Involvement of SgrS and SetA in the glucose-phosphate stress response. (A) Model of glucose-phosphate stress response in E. coli. (B) Organization of genes in the sgrR-sgrS-setA chromosomal region in organisms related to E. coli K-12. The directions of gene transcription are indicated by the arrows.

FIG. 2.

SgrR-dependent activation of setA expression. (A) Genetic organization of the sgrR-sgrS region. The directions of transcription of the sgrR and sgrS genes are depicted by the arrows at the top. The −35 and −10 promoter elements are indicated by horizontal lines above the nucleotide sequence. The boxed nucleotides show the positions where mutations sub1 and sub2 were constructed. The substituted sequences are shown below the wild-type sequence. (B) Cells were grown in LB, and 0.1% αMG was added to half of the cultures. β-Galactosidase activity was assayed 45 min after the addition of αMG. The error bars indicate the standard deviations of three independent experiments.

FIG. 3.

RT-PCR analysis of sgrS and setA. (A) Schematic diagram showing the positions of the RT primer and PCR primers within the sgrS-setA region. (B) Wild-type (DJ480), ΔsgrR::cm mutant (CV700), and sgrS promoter mutant sub1 (YS135) and sub2 (YS137) cells were grown in LB medium at 37°C to an OD₆₀₀ of ∼0.5. Total RNA was prepared from cells before and 10 min after exposure to 0.5% αMG, reverse transcribed, and amplified by PCR as described in Materials and Methods. Control experiments were also performed on each sample without addition of the reverse transcriptase, and no PCR product was detected in any samples (data not shown).

FIG. 4.

Effects of CRP and KdgR on setA and sgrS expression. (A) Cells were grown in LB to an OD₆₀₀ of ∼0.5, and 0.1% αMG was added to half of the cultures. β-Galactosidase activity was assayed 45 min after the addition of αMG. (B) Cells were grown in LB supplemented with 100 μg/ml ampicillin to an OD₆₀₀ of ∼0.5 and assayed for β-galactosidase activity. (C) Cells were grown in LB to an OD₆₀₀ of ∼0.5, and 0.001% αMG was added to half of the cultures. β-Galactosidase activity was assayed 45 min after the addition of αMG. (D) Cells were grown in LB supplemented with 100 μg/ml ampicillin to an OD₆₀₀ of ∼0.5 and assayed for β-galactosidase activity.
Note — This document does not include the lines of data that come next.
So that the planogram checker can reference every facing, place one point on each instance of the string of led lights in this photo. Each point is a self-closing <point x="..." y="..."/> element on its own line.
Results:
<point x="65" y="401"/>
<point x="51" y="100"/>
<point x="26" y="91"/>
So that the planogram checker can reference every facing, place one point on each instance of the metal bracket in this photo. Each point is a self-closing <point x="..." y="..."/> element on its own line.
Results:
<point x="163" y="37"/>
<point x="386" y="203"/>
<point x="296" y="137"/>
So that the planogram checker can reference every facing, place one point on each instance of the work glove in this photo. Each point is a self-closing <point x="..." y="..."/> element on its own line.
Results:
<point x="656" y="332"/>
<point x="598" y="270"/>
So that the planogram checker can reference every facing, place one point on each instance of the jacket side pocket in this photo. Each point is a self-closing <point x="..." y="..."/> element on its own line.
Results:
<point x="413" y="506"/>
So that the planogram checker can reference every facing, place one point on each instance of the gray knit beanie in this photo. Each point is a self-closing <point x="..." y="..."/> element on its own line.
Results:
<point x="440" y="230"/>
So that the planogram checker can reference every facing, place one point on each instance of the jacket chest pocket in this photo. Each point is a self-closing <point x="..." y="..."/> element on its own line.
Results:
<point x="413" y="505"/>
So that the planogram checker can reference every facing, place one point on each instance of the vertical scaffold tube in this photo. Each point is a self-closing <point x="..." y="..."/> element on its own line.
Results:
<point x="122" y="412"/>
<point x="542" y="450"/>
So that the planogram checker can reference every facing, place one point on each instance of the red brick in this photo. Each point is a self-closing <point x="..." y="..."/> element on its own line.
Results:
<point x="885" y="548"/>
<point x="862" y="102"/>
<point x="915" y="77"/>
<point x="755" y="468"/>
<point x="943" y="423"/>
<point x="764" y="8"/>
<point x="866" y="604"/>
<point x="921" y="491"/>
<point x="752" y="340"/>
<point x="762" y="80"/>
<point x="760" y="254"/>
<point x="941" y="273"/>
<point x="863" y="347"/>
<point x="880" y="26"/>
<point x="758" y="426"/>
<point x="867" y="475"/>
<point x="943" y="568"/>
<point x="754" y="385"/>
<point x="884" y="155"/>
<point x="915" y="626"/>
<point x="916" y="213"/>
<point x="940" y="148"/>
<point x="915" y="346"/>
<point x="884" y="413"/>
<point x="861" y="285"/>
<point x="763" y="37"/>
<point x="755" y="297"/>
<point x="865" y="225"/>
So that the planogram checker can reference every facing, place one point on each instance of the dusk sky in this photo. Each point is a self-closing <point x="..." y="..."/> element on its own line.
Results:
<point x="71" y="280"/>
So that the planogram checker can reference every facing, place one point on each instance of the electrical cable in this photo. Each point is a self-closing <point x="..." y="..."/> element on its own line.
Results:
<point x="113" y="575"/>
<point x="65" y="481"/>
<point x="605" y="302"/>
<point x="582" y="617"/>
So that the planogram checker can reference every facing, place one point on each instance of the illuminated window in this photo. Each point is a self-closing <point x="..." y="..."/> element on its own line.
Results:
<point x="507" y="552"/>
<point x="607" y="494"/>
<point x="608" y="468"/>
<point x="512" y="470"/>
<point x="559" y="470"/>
The error bars indicate standard deviations from three independent experiments.

FIG. 5.

Growth of wild-type and ΔsetA strains in the presence of αMG. Cells were grown at 37°C in minimal MOPS medium supplemented with 1 ng/ml aTc, 25 μg/ml kanamycin, and 0.2% fructose (A) or 0.4% glycerol (B and C) to an OD₆₀₀ of ∼0.1, and αMG was added to the cultures to a final concentration of 0.5%. Each graph is representative of three independent trials.

FIG. 6.

Effects of setA mutation on sgrS′-lacZ activity in response to αMG. Cells were grown in minimal MOPS medium supplemented with 0.4% glycerol (A) or 0.2% fructose (B), and 0.001% αMG was added to half of the cultures. β-Galactosidase activity was assayed after 45 min of αMG addition. White bars represent the absence of αMG, while gray bars represent the presence of αMG. The error bars indicate the standard deviations of three independent experiments.

FIG. 7.

Effects of setA mutation on the efflux of [¹⁴C]αMG. Wild-type (DJ480), ΔsetA::cm mutant (ST101), and ΔmanXYZ::kan ΔptsG::cm mutant (CV107) strains were grown at 37°C in minimal MOPS medium supplemented with 0.4% glycerol to an OD₆₀₀ of ∼0.1. The cells were incubated with [¹⁴C]αMG (3.3 μM; 1 μCi/ml) at room temperature for 20 min and then diluted 200-fold with fresh minimal MOPS-glycerol medium. Radioactivity was examined at the indicated times as described in Materials and Methods. The error bars indicate the standard deviations of three independent experiments.